Here’s what you might imagine:

  • A school’s performance is in decline
  • Ofsted visits, writes a report, downgrades the school

But not if the school was an outstanding primary: these “were only fractionally more likely to be down-graded than schools where no such academic deterioration took place”. Nor if they were good primaries: two thirds of deteriorating schools remained good – some were even promoted.

In secondaries, half of good schools remained so, while 11% were promoted.

These are the findings of an Education Policy Institute report, out today.

Does Ofsted think schools in nice areas are more effective?

Surely Ofsted is fair, regardless of how well off a school’s parents might be?
Err… “Secondary schools with up to 5% of pupils eligible for free school meals (FSM) are over three times as likely to be rated ‘outstanding’ as schools with at least 23% FSM”.

Meanwhile “secondary schools with the most FSM pupils are much more likely to be rated ‘inadequate’ than those with the fewest (15% vs. 1%)”.
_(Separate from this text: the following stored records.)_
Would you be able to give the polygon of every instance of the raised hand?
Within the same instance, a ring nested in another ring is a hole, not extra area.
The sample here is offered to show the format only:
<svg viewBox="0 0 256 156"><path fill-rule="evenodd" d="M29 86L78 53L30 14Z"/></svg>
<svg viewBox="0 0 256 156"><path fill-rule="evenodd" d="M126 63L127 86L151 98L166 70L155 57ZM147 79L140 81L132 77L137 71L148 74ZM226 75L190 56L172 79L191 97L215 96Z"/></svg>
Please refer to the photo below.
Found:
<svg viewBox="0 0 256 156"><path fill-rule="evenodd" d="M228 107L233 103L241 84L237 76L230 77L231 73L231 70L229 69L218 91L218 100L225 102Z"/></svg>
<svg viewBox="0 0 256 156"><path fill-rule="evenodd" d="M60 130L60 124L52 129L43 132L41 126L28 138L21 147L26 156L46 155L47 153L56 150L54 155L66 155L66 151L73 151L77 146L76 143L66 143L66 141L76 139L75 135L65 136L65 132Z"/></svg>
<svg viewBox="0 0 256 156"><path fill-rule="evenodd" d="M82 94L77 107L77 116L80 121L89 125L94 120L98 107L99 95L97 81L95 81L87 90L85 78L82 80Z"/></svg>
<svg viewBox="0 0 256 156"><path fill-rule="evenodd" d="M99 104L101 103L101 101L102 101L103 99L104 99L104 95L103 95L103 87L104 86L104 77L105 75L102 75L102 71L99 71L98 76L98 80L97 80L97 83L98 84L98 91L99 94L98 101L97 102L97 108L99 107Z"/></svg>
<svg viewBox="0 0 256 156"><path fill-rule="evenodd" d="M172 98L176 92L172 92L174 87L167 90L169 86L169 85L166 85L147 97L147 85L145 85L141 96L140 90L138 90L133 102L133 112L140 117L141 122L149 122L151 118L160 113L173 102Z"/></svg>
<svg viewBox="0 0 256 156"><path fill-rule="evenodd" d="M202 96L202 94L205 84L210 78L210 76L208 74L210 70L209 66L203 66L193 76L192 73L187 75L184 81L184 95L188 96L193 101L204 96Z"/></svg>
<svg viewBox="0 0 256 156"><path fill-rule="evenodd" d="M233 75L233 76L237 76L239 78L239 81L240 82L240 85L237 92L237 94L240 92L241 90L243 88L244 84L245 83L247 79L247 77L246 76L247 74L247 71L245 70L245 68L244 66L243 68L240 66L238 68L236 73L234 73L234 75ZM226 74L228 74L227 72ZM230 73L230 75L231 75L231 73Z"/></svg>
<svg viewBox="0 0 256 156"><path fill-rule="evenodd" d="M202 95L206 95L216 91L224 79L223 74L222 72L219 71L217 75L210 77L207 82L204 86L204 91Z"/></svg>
And what about the first issue: downgrading following poor performance? Well: “The least deprived schools were also most likely to improve their Ofsted judgement and least likely to be down-graded, even after accounting for their previous Ofsted judgement”.

How about schools with low prior attaining pupils: what does Ofsted think about them?

“Secondary schools with the fewest pupils with low prior attainment are almost six times as likely to be rated ‘outstanding’ as schools with the most low prior attainers (47% vs. 8%).”

So is Ofsted biased?

Here are a few suggestions about why these differentials might arise:

  • Ofsted inspection criteria ignore value-added performance
  • It’s harder to impress Ofsted when you teach pupils from poorer backgrounds
  • Ofsted inspectors and/or criteria don’t recognise this difficulty and adjust for it
  • Ofsted inspectors are more easily impressed by schools in nice areas with brighter pupils
  • It’s easier to be Outstanding in schools in nice areas with brighter pupils
  • Schools in nice areas with brighter pupils attract more outstanding teachers and leaders

We may not be particularly surprised by any of these findings – but should we tolerate them?